New Brunswick Scientific’s CelliGen® BLU stirred tank bioreactor system is available with single-use vessels in 5 L or 14 L total volume capacities. The vessels utilize a noninvasive sensor technology in which the optical pH probe and reusable DO probe each fit inside a protective sleeve to prevent them from coming in contact with the contents of the vessel. “This elegant adaptation significantly reduces turn-around time between runs and eliminates the risk of contamination due to probe insertion,” says Mike Sattan.
“As single-use reactors are increasingly being used for scale-up of processes and production of seed cultures for manufacturing, we offer full validation packages including IQ/OQ [installation qualification and operational qualification] and material test reports for leachables and extractables needed for use in GMP applications.”
NBS plans to introduce additional vessel sizes to the CelliGen BLU line and to add packed bed capability with its FibraCel® disks to enable operation in perfusion mode for production of secreted proteins.
NBS and Pall recently announced a joint product development and marketing agreement to produce new disposable bioreactor systems combining the capabilities of Pall’s Allegro™ single-use biocontainer platform and the NBS CelliGen® bioprocess controller; the systems will be suitable for applications ranging from process development to cGMP manufacturing.
In September, Applikon Biotechnology will introduce the Rambio® shaker-incubator, which utilizes ResonantAcoustic® mixing technology to achieve the high oxygenation levels required by microbial cultures to obtain high cell densities and protein-expression rates.
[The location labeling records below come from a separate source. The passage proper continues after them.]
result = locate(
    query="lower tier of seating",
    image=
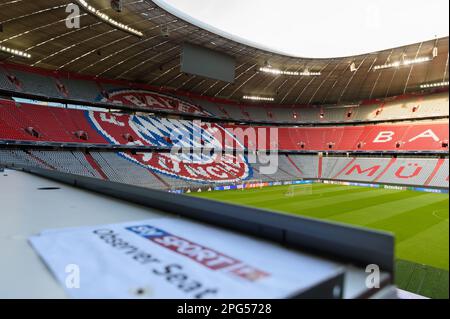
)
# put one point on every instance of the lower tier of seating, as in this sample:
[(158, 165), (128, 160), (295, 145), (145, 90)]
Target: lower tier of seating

High-intensity acoustic energy vigorously mixes the contents of the culture flasks, and the Oxy-Pump® Stopper in the mouth of each 250 mL shake flask acts like a piston for active pumping of air into the flasks.
For small-scale parallel cultures, Applikon’s MicroFlasks contain 24 or 96 individual deep, square wells on a plate that is loaded onto a standard orbital shaker incubator. Designed for high-throughput, parallel cell culture screening, MicroFlasks “provide oxygen transfer rates equal to baffled shake flasks,” according to the company. The wells are sealed to minimize evaporation, prevent cross-contamination, and optimize gas exchange.